Selon l’Agence des Nations Unies pour les réfugiés, plus de 2,5 millions d’Afghanes et Afghans sont à ce jour retournés dans leur pays dans le cadre du Plan de rapatriement des étrangers en situation irrégulière. L’ONU a récemment identifié plus de 70 000 personnes réfugiées afghanes courant un risque imminent en cas de retour. « Il est essentiel que les personnes ayant besoin de protection ne soient pas expulsées et que les retours s’effectuent de manière volontaire, sûre et digne », souligne Marko den Hartogh.

« Nous demandons au gouvernement pakistanais de renouer avec sa tradition de solidarité de longue date envers les communautés réfugiées, et de mettre en place des mécanismes officiels pour identifier et protéger les personnes exposées à un risque de préjudice lors de leur retour. »

– Marko den Hartogh, directeur de projet au Pakistan

Entre 2023 et 2026, près de 6 millions de personnes réfugiées en Iran et au Pakistan sont rentrées en Afghanistan. Cela met à rude épreuve le système de santé afghan déjà fragilisé. Beaucoup de facteurs aggravent les difficultés auxquelles font face les gens rapatriés pour se réintégrer : exclusion systématique des femmes et des filles de la vie publique, coupures massives dans l’assistance américaine et baisse générale des financements, système de santé débordé et crise économique croissante.

Les évaluations menées par MSF en octobre 2025 et en avril 2026 dans les sites d’accueil informels de la province de Kandahar ont révélé des conditions de vie déplorables : hébergements inadaptés, sous-nutrition généralisée, manque criant d’accès aux soins de base, et conditions d’assainissement déplorables.
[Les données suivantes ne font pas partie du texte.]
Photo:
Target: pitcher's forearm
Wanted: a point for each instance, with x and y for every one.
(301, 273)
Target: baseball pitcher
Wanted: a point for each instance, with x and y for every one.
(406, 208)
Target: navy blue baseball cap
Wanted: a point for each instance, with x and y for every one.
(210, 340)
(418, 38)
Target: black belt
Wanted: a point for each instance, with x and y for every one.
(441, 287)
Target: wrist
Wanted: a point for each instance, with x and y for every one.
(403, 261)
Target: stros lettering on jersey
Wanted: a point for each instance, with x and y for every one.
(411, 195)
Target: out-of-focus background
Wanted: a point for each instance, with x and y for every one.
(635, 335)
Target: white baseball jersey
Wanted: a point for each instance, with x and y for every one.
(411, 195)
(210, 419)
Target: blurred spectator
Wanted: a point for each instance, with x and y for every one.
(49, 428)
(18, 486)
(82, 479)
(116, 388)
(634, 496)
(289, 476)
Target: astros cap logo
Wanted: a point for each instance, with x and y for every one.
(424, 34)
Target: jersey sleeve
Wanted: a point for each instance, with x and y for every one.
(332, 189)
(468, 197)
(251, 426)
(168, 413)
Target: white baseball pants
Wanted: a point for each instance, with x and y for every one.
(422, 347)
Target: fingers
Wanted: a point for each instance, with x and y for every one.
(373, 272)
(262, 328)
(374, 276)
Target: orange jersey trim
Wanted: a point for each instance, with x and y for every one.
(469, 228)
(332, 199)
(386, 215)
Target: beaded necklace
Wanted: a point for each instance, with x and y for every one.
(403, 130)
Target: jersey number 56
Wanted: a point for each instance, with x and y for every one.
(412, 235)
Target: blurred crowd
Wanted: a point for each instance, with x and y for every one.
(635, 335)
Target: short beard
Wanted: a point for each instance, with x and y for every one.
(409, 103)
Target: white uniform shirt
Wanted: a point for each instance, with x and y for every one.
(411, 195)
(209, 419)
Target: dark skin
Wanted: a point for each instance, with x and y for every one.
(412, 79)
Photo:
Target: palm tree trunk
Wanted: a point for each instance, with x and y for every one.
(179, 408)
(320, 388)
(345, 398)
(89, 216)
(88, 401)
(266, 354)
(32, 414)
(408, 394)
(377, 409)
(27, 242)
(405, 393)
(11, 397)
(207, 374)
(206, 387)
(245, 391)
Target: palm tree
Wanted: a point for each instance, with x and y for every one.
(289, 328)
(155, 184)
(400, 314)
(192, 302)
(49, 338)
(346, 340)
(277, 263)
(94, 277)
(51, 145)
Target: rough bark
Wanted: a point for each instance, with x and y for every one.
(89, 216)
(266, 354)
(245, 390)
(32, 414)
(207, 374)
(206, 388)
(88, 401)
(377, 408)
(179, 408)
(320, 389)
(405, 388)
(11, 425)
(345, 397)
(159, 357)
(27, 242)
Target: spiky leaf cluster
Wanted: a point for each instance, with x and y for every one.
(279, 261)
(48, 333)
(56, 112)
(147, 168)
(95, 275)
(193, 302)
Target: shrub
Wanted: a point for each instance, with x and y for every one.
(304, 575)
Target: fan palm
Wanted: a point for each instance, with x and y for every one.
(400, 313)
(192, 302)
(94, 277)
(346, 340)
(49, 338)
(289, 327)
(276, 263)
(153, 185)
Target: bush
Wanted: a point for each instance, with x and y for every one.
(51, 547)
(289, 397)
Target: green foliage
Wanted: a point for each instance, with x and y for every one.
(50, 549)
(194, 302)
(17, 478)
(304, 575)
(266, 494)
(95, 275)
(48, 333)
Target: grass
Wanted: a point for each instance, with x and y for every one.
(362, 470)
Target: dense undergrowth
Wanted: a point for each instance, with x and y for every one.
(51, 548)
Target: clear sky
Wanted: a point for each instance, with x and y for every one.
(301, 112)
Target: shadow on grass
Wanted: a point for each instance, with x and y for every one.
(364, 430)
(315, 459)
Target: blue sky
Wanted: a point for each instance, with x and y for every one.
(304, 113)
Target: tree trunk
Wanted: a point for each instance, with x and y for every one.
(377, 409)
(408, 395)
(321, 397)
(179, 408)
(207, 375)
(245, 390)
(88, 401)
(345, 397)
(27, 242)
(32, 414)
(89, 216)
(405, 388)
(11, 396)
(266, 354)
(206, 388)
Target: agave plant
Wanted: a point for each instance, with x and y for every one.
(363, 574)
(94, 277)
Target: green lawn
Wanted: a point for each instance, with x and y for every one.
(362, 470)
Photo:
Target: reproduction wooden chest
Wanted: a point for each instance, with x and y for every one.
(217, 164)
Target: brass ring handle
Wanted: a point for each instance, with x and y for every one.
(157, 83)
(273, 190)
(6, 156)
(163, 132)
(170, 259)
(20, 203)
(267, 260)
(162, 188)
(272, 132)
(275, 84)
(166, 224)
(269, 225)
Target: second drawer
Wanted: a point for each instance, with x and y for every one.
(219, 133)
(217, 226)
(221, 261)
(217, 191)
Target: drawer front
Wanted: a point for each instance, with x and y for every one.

Ces conditions favorisent la propagation des maladies et l’émergence d’épidémie.

MSF exhorte les pays qui accueillent des personnes réfugiées afghanes à mettre fin à tous les retours involontaires vers l’Afghanistan. Ils doivent également veiller à ce que les processus de retour ne compromettent pas la sécurité de ces personnes et ne mettent pas leur vie en danger.

« Nous demandons au gouvernement pakistanais de renouer avec sa tradition de solidarité envers les personnes réfugiées et de mettre en place des mécanismes officiels pour identifier et protéger les personnes exposées à un risque de préjudice lors de leur retour », déclare Marko den Hartogh. Cette protection doit impérativement s’appliquer aux femmes, aux filles et aux enfants, aux personnes âgées ou en situation de handicap et à celles qui ont besoin de soins médicaux urgents ou de longue durée. Elle doit également s’appliquer aux personnes réfugiées en attente de réinstallation ainsi qu’à toutes celles qui sont exposées à la discrimination ou aux persécutions.

  • Les noms ont été modifiés pour protéger la vie privée.